I've been tasked with making EMV work for the company I work for and more importantly, for our customers. As I write python most of the time these days, I looked around for a tool to play with ASN.1. A stupidly quick Google landed me on pyasn1. I made a run at using it to manipulate the BER-TLV the EMV 4.3 Book 3 requires. This resulted in some difficulties. I reported a bug via the mailing list.

Thinks have changed in the past two months.

pyasn1 moved to github. I'd built some work arounds and submitted a PR. I ended up splitting the PR into another because that one could break extended tags everywhere. The issues I saw with the EMV tags and how they decoded are in that first PR, and also in emv-asn1, which I wrote with my assumptions I'd codified in bugfix/emv.

I did these things because I was sure EMVCo would surely stick to standards and that they had interpreted the ASN.1 spec correctly. I now know I was wrong.

I've built, and am using, an internal version of pyasn1 and that allows me to encode/decode this EMV stuff 'properly'. I've even made a decoder/encoder pair for our pinpad's odd text based format with these assumptions.

Now, however, I want to burn it all to the ground.

Today I found grizzly_ber, which is the same workaround in Ruby. I realized it wasn't just me that was having trouble with this.

From ASN.1:

8.1.2.2 For tags with a number ranging from zero to 30 (inclusive), the identifier octets shall comprise a single octet encoded as follows:
  1. bits 8 and 7 shall be encoded to represent the class of the tag as specified in Table 1;
  2. bit 6 shall be a zero or a one according to the rules of 8.1.2.5;
  3. bits 5 to 1 shall encode the number of the tag as a binary integer with bit 5 as the most significant bit.

8.1.2.4 For tags with a number greater than or equal to 31, the identifier shall comprise a leading octet followed by one or more subsequent octets.

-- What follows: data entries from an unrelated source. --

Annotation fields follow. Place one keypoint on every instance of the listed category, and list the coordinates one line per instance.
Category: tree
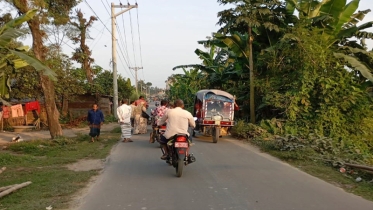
(8, 32)
(70, 80)
(48, 12)
(252, 15)
(338, 23)
(83, 54)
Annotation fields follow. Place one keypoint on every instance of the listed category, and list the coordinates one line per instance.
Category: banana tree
(17, 58)
(216, 64)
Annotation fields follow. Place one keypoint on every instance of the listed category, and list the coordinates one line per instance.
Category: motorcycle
(178, 153)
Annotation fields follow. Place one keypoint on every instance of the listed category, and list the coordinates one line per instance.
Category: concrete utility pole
(136, 69)
(114, 50)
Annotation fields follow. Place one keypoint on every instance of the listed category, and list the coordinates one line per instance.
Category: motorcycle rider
(178, 122)
(157, 114)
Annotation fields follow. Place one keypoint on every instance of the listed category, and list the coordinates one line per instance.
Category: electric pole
(114, 50)
(136, 69)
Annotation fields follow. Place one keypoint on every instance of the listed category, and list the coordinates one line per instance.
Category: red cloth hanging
(17, 110)
(6, 112)
(32, 106)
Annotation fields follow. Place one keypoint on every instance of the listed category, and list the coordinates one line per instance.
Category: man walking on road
(95, 119)
(124, 118)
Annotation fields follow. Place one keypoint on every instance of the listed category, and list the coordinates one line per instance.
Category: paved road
(227, 175)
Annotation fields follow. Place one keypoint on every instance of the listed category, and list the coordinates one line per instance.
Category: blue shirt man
(95, 119)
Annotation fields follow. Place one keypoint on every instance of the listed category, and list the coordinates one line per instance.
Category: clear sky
(169, 31)
(164, 35)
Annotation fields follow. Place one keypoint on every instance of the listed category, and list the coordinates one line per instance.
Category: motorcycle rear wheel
(179, 167)
(215, 134)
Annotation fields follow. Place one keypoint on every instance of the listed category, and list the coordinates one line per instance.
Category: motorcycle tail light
(180, 138)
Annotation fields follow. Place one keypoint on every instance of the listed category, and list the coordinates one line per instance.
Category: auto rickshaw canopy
(213, 94)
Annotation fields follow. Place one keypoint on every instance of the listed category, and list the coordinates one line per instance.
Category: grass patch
(43, 162)
(306, 160)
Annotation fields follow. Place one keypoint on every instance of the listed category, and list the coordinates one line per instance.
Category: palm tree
(9, 32)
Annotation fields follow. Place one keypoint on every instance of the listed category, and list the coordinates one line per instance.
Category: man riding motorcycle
(157, 114)
(178, 122)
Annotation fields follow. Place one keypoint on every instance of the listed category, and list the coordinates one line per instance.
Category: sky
(157, 36)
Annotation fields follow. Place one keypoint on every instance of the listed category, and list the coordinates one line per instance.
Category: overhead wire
(138, 31)
(97, 40)
(125, 37)
(127, 61)
(103, 24)
(133, 43)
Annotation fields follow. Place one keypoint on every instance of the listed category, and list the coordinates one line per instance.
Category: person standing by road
(124, 117)
(95, 119)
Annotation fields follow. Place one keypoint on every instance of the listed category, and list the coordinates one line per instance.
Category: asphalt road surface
(227, 175)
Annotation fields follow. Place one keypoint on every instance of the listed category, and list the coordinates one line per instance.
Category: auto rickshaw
(214, 110)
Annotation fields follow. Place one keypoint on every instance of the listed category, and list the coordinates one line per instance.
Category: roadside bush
(243, 130)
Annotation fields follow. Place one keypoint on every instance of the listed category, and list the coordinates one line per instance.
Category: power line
(97, 17)
(133, 43)
(126, 60)
(125, 37)
(103, 23)
(138, 29)
(97, 40)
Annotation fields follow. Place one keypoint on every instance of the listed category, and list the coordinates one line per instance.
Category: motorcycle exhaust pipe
(191, 159)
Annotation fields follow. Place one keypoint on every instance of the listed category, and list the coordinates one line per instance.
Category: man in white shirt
(124, 119)
(178, 122)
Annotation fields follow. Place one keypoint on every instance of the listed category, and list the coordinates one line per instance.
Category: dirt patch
(86, 165)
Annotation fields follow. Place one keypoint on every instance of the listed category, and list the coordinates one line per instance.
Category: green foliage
(43, 162)
(243, 130)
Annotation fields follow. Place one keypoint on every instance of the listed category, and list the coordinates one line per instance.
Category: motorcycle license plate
(181, 144)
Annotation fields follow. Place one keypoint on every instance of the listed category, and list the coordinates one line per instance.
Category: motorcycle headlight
(217, 117)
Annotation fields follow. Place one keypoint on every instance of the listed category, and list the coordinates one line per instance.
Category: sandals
(127, 140)
(164, 157)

8.1.2.4.1 The leading octet shall be encoded as follows:
  1. bits 8 and 7 shall be encoded to represent the class of the tag as listed in Table 1;
  2. bit 6 shall be a zero or a one according to the rules of 8.1.2.5;
  3. bits 5 to 1 shall be encoded as 11111.

82 and 9F02 are an example of how EMVCo failed. 9F02 decodes to (80 + 1F) with a tag number of (02); 82 decodes to (80) tagno (02). That 1F is only supposed to be there For tags with a number greater than or equal to 31. The EMV standard even refers to the ASN.1 spec correctly in Book 3 Annex B1.

Table 36 defines the coding rules of the subsequent bytes of a BER-TLV tag when tag numbers ≥ 31 are used (that is, bits b5 - b1 of the first byte equal '11111').

The EMV standard claims to use BER-TLV encoding. It does not. How can we fix this? Is it fixable? What's the right approach?

I personally like to do things "The Right Way". Doing so would require billions of cards to be replaced and many instances of software to be updated. I just don't see that happening any time soon.

I've asked EMVCo how 9F** tags (and the rest of the extended tags) follow the standard they claim to follow. I'm not guaranteed a response without subscribing for $2500. We'll see if I get a response.